Во дни усобиц - страница 12



Набросив на голову куколь[46] и плотнее закутавшись в чёрную рясу, шёл по размытому дождями бездорожью одинокий седобородый монах. Громко чавкала под обутыми в добрые поршни[47] ногами тяжёлая осенняя грязь; пастырский деревянный посох упрямо стучал и стучал, врезаясь во влажную глину. И так верста за верстой, час за часом, день за днём. Короткие привалы, ночи у костра, на хвойном душистом лапнике – и снова впереди путь сквозь ветер и дождь, сквозь поле, рощи, леса, через слободы, сёла и городки.

За спиной остался маленький Любеч на горе над грозно дыбившимся Днепром; Смоленск со множеством свежеструганых ладей, насадов, паузков, учанов[48]; Полоцк – пустой, полуразрушенный, с чёрными печными трубами над пепелищами, – а странник всё идёт и идёт, взглядывая ввысь, в пасмурное, обложенное мрачной серостью тяжёлых туч небо.

Долго ли будет так брести он?

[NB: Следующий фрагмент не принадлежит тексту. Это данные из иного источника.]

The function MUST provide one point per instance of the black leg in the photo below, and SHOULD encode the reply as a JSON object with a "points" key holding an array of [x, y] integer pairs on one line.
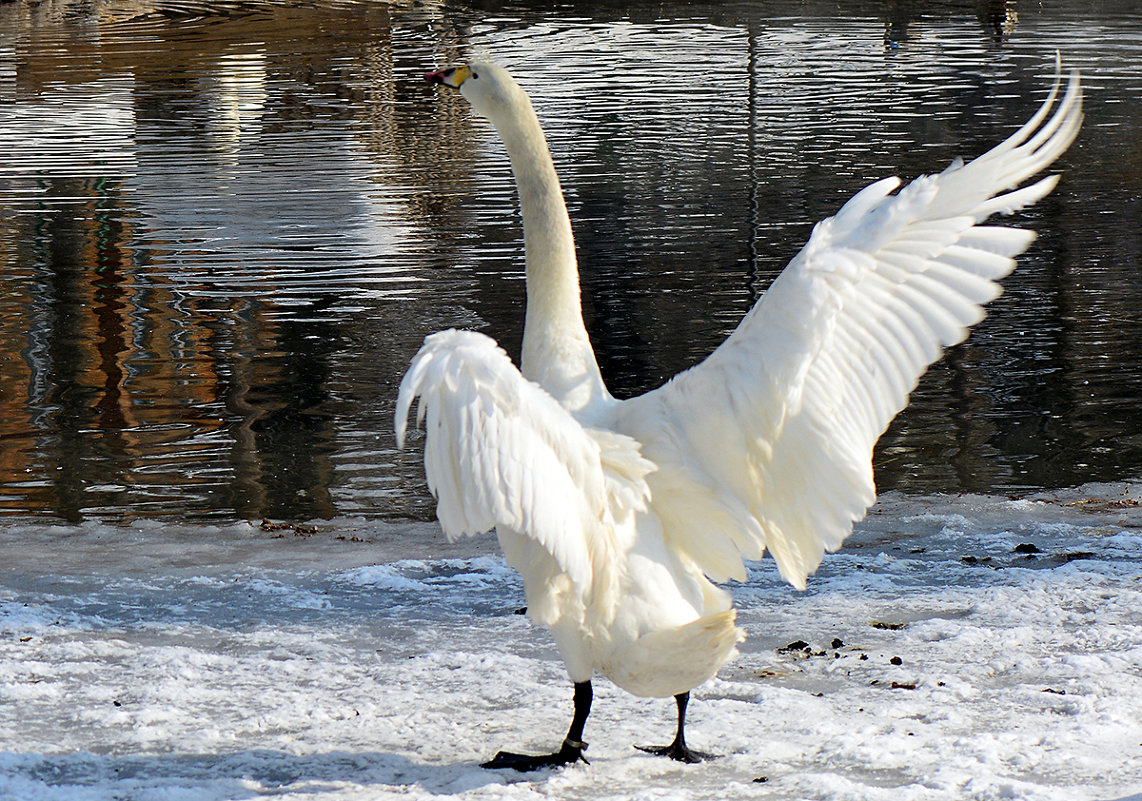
{"points": [[677, 750], [571, 751]]}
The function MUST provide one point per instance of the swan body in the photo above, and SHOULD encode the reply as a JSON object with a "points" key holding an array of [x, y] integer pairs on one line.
{"points": [[620, 515]]}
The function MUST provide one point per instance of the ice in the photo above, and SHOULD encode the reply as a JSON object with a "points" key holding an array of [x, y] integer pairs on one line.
{"points": [[956, 648]]}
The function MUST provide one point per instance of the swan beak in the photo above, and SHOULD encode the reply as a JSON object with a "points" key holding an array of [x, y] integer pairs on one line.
{"points": [[452, 77]]}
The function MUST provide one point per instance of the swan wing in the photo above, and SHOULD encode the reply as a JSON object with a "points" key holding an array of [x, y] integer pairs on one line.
{"points": [[767, 443], [501, 451]]}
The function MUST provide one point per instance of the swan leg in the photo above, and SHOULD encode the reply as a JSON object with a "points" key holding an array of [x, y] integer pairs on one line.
{"points": [[677, 750], [571, 751]]}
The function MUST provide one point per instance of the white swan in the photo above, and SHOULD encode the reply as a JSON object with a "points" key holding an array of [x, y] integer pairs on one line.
{"points": [[620, 514]]}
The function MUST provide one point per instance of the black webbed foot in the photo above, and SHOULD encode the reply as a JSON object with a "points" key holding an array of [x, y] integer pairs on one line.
{"points": [[678, 752], [569, 753]]}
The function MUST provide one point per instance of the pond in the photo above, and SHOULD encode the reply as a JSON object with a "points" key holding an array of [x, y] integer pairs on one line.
{"points": [[226, 226]]}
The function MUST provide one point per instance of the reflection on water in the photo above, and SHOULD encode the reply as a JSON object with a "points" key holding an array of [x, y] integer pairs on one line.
{"points": [[226, 226]]}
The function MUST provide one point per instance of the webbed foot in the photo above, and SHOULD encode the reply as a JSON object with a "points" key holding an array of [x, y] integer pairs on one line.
{"points": [[678, 752], [569, 753]]}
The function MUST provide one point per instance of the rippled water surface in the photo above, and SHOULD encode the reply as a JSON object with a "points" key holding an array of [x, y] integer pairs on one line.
{"points": [[226, 226]]}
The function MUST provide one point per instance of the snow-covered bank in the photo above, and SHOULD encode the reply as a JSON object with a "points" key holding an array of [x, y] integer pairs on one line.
{"points": [[957, 648]]}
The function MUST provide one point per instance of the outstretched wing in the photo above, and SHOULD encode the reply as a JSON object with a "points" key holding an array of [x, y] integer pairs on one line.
{"points": [[767, 443], [501, 451]]}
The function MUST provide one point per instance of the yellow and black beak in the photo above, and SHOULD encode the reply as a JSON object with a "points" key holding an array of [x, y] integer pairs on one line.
{"points": [[452, 77]]}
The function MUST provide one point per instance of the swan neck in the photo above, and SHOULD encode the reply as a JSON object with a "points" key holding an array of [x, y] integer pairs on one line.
{"points": [[556, 351]]}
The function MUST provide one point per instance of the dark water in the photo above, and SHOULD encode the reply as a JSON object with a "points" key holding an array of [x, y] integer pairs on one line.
{"points": [[226, 226]]}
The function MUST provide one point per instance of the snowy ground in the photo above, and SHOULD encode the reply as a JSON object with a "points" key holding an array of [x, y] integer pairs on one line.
{"points": [[943, 661]]}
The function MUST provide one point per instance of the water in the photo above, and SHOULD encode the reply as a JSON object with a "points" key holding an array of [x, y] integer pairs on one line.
{"points": [[226, 226]]}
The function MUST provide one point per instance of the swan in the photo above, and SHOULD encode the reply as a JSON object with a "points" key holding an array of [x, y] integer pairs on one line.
{"points": [[622, 517]]}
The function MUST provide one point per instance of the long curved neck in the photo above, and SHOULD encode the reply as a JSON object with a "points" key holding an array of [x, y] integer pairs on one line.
{"points": [[556, 350]]}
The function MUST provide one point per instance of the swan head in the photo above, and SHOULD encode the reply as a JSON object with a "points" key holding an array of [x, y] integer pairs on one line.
{"points": [[492, 93]]}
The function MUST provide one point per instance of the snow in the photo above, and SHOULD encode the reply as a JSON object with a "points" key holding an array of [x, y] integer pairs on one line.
{"points": [[957, 648]]}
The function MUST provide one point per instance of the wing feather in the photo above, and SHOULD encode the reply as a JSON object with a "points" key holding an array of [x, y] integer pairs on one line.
{"points": [[767, 443], [499, 450]]}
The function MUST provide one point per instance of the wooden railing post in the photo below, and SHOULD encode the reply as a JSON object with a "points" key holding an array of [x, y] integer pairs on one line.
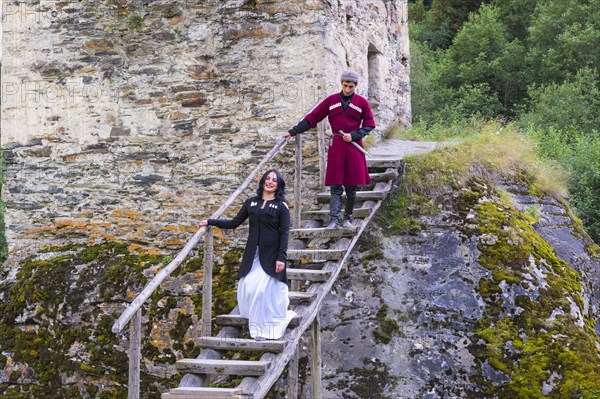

И зачем, куда он идёт упрямо, сжимая уста, шатаясь от усталости, клонясь, как тонкое деревце, под яростными порывами злого ветра? Может, знает он что-то, чего не знают, не ведают другие? Может, открыта ему некая вышняя, горняя правда? Или просто уходит он, бежит от суматошного, исполненного мерзостей и низменных страстей мира? Бежит, чтобы вот так, посреди глухой чащобы полной грудью вдохнуть напоённый девственной чистотой и свежестью воздух?

Постриженец Борисоглебского монастыря на Льтеце Иаков, наверное, не сразу бы и ответил на все эти вопросы. Сложен, вельми сложен был мир вокруг, и не смог он, смиренный и жалкий, укрыться от него в Киевских Печерах, не смог выдержать творящихся за стенами своей кельи беззаконий, грехов, попрания и забвения Божьих заповедей. Он понимал, как ни странно, глубже и яснее других скрытый за словами и деяниями смысл событий, смысл, выраженный одной короткой фразой: «Всем володеть». И уходил, убегал не от страха, но от неприятия этих слов, этого порядка жизни, прозвание которому – сколота[49], междоусобие, разорение. А что именно так будет, Иаков был уверен, ибо знал: добрые дела вершат люди с чистой перед Господом совестью; там же, где преступают клятвы и попирают законы, доброго не жди.

…Иаков потерял счёт дням пути. Облегчённо вздохнул он, лишь когда увидел за холмами на крутояре, у берега большой реки дубовые стены и городни[50].

– Слава те Господи! Плесков[51]. Конец пути моему.

Монах перекрестился и устало смахнул с чела пот.

…За невысоким деревянным тыном взору его открылись избы посада, кузницы, скудельницы, впереди на холме завиднелась приземистая церквушка с куполом-луковичкой на тонком барабане.

Снова положив крест, Иаков остановился у дощатых врат монастыря и настойчиво постучал посохом в плотно закрытое ставнем смотровое оконце.

– Кто там? – раздался по ту сторону врат сонный скрипучий голос.

– Иаков аз есмь, инок печерский! Пусти, Христа ради, брате! Умаялся, с самого Киева в пути! – отвечал странник, устало сбрасывая с плеча котомку.

Вот уже ведут его по монастырскому подворью, он видит просторную трапезную под двускатной крышей, утлые избы-кельи, высокое крыльцо перед хоромами игумена, поднимается по крутым ступеням, проходит через сени.

Настоятель монастыря, отец Никодим, худой, высоколобый, с густой чёрной бородой лопатой, в которой пробивалась кое-где предательская седина, в чёрной рясе грубого сукна, с панагией на груди, по всему видно, был немало удивлён приходу Иакова. Он провёл его в приёмный покой, весь уставленный дорогими медными ларями и украшенный иконами знаменитого царьградского письма.